Methods: Using decision-analysis modeling, we compared the cost-effectiveness of 9 screening strategies for Down syndrome: 1) no screening, 2) first-trimester nuchal translucency (NT) only, 3) first-trimester combined NT and serum screen, 4) first-trimester serum only, 5) quadruple screen, 6) integrated screening, 7) sequential screening, 8) integrated serum only, or 9) maternal age. Costs included cost of tests and resources used for raising a child with Down syndrome. One-way and multiway sensitivity analyses were performed for all model variables. The main outcome measures were cost per Down syndrome case detected, rate of delivering a liveborn neonate with Down syndrome, and rate of diagnostic procedurerelated pregnancy loss for each strategy.
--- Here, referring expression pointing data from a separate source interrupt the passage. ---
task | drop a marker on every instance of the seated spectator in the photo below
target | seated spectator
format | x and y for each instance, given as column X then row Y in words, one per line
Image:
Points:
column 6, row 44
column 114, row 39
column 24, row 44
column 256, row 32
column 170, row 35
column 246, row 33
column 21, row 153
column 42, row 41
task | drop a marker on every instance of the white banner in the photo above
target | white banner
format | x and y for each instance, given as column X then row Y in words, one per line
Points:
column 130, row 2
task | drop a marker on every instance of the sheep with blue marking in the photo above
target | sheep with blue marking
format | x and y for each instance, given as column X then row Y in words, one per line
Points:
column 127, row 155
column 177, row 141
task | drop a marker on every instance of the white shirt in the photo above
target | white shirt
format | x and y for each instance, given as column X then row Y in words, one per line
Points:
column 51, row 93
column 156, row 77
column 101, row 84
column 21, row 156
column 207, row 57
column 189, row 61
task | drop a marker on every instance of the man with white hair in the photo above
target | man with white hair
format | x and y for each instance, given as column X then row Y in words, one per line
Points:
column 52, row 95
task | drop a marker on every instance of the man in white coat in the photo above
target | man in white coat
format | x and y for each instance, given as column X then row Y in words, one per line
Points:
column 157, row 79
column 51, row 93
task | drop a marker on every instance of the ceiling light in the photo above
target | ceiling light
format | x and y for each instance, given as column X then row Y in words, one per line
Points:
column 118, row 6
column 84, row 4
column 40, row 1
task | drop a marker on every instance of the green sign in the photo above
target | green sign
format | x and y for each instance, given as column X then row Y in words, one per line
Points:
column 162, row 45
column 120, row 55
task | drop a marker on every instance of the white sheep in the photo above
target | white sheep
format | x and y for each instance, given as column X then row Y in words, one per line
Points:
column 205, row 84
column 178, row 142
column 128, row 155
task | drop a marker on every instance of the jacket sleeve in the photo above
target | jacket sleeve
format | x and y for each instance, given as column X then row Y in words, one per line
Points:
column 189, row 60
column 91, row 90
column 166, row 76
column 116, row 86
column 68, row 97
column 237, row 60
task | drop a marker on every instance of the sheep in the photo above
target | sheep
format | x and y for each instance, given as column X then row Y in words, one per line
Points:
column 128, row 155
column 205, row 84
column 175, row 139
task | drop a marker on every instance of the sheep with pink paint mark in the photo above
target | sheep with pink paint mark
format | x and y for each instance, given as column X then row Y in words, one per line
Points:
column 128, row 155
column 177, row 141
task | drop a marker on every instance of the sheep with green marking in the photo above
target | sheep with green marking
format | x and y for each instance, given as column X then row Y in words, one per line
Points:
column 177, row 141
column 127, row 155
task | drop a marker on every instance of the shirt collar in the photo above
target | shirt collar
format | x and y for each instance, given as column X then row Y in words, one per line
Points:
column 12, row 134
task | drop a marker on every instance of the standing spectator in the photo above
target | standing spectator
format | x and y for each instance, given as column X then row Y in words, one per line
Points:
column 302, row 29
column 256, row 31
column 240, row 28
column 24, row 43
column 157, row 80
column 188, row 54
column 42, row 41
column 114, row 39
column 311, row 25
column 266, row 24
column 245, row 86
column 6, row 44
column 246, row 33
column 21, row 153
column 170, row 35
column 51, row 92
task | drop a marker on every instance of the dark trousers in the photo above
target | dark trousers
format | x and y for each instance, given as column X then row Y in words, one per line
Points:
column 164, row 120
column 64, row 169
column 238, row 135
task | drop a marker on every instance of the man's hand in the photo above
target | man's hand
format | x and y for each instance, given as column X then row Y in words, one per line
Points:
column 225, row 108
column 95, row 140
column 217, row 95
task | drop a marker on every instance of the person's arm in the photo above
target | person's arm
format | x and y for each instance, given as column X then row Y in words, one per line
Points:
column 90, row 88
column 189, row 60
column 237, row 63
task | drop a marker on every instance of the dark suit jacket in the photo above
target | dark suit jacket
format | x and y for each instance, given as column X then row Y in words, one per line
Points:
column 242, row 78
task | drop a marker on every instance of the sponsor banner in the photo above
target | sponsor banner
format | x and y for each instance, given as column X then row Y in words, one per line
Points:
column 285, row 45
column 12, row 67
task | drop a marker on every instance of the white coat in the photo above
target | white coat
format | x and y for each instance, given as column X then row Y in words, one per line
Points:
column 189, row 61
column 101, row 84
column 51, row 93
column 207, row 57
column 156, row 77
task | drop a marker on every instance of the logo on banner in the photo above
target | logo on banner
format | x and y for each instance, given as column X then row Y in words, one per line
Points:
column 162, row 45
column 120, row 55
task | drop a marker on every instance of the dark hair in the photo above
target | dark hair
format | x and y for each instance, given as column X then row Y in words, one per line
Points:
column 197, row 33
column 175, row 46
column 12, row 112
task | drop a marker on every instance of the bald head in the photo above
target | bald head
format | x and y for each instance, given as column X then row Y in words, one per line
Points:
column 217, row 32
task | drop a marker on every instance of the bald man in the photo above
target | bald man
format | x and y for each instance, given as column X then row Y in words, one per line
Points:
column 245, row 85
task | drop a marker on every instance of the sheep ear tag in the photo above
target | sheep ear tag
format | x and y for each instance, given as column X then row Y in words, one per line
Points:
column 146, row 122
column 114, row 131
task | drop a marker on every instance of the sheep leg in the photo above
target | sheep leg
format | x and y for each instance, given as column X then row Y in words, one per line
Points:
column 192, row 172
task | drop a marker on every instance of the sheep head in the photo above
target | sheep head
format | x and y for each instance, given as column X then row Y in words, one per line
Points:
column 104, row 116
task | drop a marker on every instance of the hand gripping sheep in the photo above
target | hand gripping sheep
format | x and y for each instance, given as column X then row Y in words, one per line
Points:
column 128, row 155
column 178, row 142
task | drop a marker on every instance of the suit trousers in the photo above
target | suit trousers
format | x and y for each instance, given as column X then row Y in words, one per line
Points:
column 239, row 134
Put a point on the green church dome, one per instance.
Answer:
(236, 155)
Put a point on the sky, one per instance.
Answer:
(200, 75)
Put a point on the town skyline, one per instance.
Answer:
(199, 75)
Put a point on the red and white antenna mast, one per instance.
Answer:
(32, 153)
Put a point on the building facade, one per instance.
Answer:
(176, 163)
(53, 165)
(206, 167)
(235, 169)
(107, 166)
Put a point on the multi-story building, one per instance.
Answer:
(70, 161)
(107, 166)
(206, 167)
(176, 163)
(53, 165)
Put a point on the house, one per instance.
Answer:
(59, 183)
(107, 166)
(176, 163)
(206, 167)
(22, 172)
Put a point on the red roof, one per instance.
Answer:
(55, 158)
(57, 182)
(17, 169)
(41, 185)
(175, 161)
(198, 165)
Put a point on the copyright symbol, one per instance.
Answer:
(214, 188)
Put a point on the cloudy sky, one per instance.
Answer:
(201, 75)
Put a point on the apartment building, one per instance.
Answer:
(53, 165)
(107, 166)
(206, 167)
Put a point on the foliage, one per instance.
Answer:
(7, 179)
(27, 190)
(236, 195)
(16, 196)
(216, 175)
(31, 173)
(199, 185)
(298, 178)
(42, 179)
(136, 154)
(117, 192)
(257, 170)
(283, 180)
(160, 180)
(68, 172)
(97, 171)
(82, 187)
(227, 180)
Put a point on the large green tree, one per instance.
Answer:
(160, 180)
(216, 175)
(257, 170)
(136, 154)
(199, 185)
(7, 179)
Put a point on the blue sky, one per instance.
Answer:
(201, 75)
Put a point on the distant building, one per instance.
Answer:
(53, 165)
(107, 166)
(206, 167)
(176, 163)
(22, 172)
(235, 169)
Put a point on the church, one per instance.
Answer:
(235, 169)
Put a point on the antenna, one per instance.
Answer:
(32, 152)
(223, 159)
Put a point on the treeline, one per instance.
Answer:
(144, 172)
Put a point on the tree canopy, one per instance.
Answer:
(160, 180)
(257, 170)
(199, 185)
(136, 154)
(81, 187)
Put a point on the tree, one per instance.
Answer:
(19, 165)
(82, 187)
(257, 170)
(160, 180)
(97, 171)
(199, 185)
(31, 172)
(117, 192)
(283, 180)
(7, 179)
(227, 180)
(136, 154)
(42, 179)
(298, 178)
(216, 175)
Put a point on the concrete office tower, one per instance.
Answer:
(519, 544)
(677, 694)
Results: Sequential screening detected more Down syndrome cases compared with the other strategies, but it had a higher procedure-related loss rate. Integrated serum screening was the most cost-effective strategy. Sensitivity analyses revealed the model to be robust over a wide range of values for the variables. The addition of the cost of genetic sonogram to the second-trimester strategies resulted in first-trimester combined screening becoming the most cost-effective strategy.
Conclusion: Within our baseline assumptions, integrated serum screening was the most cost-effective screening strategy for Down syndrome. If the cost of nuchal translucency is less than $57 or when genetic sonogram is included in the second-trimester strategies, first-trimester combined screening became the most cost-effective strategy.